If you wish to be subscribed to the mailing list, then simply send an email to seminars+subscribe@topos.institute. For any queries about the colloquium, contact tim+colloquium@topos.institute.
The colloquium centres around following four themes, with many talks fitting multiple themes.
Topos aims to shape technology for public benefit via creating and deploying a new mathematical systems science. What does this mean, and how do we do it? How does technology shape people’s lives today? What are the risks that future technologies may bring? What is the role of mathematicians and computer scientists in shaping how their work has been deployed? What lessons can we learn from the past and present about successes and failures? This theme aims to spark discussion among mathematicians and computer scientists about these questions, and bring them into contact with experts on these subjects.

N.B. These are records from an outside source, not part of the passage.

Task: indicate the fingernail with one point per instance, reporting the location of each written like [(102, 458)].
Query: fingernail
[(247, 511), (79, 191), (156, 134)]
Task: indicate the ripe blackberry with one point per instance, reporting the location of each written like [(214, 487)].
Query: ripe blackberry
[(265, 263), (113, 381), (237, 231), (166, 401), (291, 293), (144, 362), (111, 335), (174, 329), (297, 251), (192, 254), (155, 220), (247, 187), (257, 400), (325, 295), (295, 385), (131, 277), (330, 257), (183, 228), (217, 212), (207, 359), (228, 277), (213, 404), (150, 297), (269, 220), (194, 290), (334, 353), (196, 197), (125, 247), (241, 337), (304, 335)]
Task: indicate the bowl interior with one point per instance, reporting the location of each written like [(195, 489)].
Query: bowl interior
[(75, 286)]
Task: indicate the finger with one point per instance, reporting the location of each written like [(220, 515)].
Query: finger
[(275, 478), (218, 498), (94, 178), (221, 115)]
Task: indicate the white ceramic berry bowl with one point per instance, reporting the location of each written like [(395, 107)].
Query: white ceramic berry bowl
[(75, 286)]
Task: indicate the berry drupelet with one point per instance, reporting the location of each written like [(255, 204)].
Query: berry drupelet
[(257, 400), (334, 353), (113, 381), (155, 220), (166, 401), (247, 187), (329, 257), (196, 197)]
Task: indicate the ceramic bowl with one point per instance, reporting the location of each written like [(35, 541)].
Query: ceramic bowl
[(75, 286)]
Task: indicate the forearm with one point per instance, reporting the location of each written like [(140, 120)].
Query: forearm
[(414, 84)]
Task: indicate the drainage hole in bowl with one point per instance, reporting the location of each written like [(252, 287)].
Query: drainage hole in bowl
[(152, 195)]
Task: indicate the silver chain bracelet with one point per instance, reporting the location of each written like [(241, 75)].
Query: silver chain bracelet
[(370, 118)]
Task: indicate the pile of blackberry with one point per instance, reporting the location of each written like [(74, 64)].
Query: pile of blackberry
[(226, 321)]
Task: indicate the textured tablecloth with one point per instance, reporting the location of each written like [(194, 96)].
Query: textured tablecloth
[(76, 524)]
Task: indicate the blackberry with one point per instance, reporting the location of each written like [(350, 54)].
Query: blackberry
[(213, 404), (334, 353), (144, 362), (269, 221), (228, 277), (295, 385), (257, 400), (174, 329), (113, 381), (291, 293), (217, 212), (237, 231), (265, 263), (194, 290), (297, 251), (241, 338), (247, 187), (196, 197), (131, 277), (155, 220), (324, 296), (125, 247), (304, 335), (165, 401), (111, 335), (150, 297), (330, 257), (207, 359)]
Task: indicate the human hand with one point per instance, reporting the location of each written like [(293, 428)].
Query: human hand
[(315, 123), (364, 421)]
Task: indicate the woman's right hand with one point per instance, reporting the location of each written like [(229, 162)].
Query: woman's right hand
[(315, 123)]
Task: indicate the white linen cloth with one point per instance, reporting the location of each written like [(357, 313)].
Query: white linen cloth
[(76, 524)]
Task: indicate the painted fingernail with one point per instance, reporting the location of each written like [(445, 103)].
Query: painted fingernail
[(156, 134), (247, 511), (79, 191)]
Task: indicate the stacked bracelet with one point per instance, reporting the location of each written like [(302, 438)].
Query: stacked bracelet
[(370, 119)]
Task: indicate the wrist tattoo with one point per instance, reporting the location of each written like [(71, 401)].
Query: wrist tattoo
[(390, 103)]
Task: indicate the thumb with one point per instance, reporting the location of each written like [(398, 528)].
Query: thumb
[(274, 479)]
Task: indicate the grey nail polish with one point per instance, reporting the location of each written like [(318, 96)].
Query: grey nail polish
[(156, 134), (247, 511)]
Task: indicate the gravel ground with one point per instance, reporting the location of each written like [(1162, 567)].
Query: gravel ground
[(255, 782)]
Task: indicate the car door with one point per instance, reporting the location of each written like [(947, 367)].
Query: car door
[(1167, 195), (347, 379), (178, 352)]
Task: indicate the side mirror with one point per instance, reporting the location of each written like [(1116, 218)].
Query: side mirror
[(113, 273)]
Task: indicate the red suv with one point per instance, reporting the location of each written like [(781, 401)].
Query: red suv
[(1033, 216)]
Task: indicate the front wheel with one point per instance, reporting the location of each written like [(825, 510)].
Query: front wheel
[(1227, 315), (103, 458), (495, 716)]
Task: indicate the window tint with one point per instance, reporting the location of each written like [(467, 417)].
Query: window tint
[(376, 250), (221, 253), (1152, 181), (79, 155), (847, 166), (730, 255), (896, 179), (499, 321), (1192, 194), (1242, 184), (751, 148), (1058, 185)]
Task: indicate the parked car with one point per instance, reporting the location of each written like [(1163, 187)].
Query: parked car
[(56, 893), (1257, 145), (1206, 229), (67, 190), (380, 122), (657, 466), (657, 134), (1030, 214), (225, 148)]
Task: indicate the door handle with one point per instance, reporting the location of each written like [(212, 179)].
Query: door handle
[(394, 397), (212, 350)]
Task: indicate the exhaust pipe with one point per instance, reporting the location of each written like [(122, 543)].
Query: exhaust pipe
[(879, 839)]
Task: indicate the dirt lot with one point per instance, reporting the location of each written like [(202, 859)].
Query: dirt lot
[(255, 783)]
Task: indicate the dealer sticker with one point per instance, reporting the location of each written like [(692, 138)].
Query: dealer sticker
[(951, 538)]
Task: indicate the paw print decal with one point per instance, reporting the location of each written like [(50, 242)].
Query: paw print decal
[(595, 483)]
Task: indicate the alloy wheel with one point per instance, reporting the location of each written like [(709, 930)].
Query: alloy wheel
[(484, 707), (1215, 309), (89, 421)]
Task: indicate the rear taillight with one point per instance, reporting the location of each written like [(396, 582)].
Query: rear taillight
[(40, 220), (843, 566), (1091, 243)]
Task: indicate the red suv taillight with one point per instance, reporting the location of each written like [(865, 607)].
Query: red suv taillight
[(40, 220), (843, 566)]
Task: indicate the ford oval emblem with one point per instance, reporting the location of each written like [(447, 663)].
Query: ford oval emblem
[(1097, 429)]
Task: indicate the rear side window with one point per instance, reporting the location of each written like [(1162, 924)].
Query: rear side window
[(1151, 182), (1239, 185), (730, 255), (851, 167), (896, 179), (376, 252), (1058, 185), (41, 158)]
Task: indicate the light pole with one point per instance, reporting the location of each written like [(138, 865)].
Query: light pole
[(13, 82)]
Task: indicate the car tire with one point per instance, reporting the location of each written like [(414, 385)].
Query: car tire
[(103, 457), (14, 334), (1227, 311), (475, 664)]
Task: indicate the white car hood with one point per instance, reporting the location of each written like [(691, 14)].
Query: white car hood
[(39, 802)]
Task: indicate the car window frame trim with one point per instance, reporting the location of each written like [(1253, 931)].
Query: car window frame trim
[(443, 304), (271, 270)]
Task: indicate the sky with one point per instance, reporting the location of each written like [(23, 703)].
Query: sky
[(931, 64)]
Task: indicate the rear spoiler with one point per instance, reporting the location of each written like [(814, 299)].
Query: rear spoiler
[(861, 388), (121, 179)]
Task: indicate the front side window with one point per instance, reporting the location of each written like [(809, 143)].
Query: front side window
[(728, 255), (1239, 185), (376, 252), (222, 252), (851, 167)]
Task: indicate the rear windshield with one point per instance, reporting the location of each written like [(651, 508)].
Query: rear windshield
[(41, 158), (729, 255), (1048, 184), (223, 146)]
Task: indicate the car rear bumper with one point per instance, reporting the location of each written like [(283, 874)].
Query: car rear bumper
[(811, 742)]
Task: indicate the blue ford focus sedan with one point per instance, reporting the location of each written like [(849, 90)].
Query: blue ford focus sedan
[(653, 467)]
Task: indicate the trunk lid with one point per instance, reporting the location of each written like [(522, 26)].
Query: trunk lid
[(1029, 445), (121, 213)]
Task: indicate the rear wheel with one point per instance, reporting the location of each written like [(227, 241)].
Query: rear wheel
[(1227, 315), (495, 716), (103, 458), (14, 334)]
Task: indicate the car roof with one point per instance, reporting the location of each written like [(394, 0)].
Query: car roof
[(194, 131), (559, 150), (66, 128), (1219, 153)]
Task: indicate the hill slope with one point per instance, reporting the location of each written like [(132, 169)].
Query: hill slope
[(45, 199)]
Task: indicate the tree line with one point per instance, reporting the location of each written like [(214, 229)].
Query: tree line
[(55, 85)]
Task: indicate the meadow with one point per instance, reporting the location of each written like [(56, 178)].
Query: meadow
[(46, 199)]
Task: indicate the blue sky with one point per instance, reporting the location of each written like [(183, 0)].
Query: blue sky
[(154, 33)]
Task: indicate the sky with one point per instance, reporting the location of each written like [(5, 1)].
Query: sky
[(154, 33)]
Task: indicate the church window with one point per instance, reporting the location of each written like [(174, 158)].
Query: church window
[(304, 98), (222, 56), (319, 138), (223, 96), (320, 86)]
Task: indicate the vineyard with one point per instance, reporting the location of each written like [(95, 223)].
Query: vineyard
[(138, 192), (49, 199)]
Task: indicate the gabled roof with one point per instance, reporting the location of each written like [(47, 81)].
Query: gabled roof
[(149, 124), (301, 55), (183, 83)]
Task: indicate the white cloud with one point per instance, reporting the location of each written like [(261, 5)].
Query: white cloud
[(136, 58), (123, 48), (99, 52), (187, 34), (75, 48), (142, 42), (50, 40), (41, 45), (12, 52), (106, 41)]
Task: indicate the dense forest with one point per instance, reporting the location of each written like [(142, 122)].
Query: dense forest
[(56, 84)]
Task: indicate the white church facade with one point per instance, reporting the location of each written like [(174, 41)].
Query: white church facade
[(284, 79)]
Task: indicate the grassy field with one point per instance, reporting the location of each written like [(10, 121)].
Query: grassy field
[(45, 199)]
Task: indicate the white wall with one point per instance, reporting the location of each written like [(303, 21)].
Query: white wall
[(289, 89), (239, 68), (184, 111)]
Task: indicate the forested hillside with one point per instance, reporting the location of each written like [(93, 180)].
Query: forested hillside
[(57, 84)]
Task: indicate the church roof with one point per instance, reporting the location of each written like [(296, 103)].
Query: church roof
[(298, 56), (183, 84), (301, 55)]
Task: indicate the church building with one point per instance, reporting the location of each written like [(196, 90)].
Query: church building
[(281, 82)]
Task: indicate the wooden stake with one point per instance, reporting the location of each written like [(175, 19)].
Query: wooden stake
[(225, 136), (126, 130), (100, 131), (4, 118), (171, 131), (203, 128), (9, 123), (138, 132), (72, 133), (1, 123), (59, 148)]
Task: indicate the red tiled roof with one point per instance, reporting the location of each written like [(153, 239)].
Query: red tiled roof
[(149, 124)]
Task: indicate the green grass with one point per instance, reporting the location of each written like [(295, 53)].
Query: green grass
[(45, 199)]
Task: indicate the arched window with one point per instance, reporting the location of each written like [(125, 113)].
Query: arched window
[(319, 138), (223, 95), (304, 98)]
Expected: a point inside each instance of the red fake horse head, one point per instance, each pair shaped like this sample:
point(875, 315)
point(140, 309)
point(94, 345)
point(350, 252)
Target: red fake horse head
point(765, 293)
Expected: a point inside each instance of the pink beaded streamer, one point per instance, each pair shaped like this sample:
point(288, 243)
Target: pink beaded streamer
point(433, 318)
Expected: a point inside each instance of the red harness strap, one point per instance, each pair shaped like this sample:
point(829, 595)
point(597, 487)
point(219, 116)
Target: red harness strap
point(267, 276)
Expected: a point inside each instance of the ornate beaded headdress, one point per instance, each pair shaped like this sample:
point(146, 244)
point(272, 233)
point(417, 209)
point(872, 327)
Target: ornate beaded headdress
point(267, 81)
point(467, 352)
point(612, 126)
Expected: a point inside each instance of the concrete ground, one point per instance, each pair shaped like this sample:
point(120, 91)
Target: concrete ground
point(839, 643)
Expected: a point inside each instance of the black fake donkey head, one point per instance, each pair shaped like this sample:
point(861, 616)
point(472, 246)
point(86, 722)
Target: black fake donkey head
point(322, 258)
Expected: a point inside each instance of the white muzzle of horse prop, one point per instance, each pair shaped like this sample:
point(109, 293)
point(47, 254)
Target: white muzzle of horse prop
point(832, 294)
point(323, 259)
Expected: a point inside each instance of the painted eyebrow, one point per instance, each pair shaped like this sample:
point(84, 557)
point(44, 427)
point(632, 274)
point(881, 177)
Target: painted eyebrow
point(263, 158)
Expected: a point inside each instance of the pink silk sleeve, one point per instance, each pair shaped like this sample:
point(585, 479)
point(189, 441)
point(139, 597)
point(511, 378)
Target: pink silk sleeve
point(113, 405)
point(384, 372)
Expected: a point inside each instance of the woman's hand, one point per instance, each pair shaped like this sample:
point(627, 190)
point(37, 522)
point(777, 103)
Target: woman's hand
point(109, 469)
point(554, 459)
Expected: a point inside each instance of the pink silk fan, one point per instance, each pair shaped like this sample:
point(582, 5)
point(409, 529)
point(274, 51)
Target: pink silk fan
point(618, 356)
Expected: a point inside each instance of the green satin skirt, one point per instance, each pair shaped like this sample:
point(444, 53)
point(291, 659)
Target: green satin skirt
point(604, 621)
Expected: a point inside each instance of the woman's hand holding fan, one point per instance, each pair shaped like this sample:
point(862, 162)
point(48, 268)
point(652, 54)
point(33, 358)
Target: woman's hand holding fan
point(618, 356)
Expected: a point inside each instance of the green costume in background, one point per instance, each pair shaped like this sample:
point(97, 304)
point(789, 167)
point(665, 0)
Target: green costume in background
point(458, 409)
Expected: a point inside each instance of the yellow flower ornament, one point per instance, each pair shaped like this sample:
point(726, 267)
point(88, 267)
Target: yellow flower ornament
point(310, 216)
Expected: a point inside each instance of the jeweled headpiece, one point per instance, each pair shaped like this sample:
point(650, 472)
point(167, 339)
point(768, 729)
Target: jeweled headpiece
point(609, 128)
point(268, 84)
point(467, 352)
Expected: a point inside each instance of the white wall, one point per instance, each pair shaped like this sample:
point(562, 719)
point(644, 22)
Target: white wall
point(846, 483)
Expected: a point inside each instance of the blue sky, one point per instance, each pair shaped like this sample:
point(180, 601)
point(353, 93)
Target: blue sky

Thinking clearly about today’s most pressing scientific, technical, and societal questions requires finding the right abstractions. Category theory can help with this by offering design principles for structuring how we account for phenomena in a specific domain, as well as how we translate problems and solutions between different domains. This theme aims to highlight recent developments in applied category theory, in domains such as computation, neuroscience, physics, artificial intelligence, game theory, and robotics.
Like many parts of pure mathematics, results that are initially seen as purely theoretical may not be ripe for application until much later. At Topos we foster the entire pipeline, from the creation of elegant theory to the development of its effective application. The goal of this theme is to foster the pure side of this pipeline, to take in the most beautiful results in category theory, logic, type theory, and related fields, as well as to scout for not-yet-categorical work that appears ripe for "categorification".
Beyond its intrinsic interest, the purpose of applied mathematics is to provide a foundation for new capabilities and technologies that benefit the public. In this theme, we highlight work, at the intersection of research and engineering, that transfers ideas from applied category theory and other parts of mathematics into viable technologies, with an emphasis on software systems and tools. Topics may include scientific modeling, functional programming, differential programming, probabilistic programming, quantum computing, formal verification, and software and systems engineering.
To see the talks from previous years, use the links to the archives at the top of the page.
Inna Zakharevich (29th of January)
[Abstract TBA]
Dan Ghica (5th of February)
For the last five years I have been working as one of the architects of a new programming language called Cangjie (CJ). CJ is part of a new open-source ecosystem for Huawei devices which has the HarmonyOS operating system at its core. I will discuss some of the innovations adopted by CJ such as effect handlers (released) and modal types (work in progress) and comment on my personal experience as a 'theory person' now involved in developing a language for a wide audience, which includes some of the top Chinese tech companies.
Chad Nester (12th of February)
Combinatory logic was introduced more than a century ago in pursuit of logical syntax without bound variables. Its power and simplicity have made it a subject of enduring interest, and it has played a foundational role in logic and computer science. A combinatory algebra is an algebraic model of combinatory logic. Concretely, such an algebra consists of a set equipped with a binary operation satisfying a condition called combinatory completeness. This condition is rather complex, but is equivalent to the existence of elements of the carrier set satisfying certain simple equations.
This talk concerns a more general notion of combinatory completeness relative to a certain well-behaved collections of functions between finite sets, called faithful Cartesian clubs. The classical notion of combinatory completeness corresponds to the club consisting of all such functions. Moreover, the equivalence of combinatory completeness with the existence of elements satisfying simple equations holds in some form for a number instances of the more general notion. These results hold in settings beyond the usual category of sets and functions, and their technical development takes place in a multicategory equipped with an action of the faithful Cartesian club in question. These structured multicategories are a natural setting in which to study (variations of) combinatory algebras.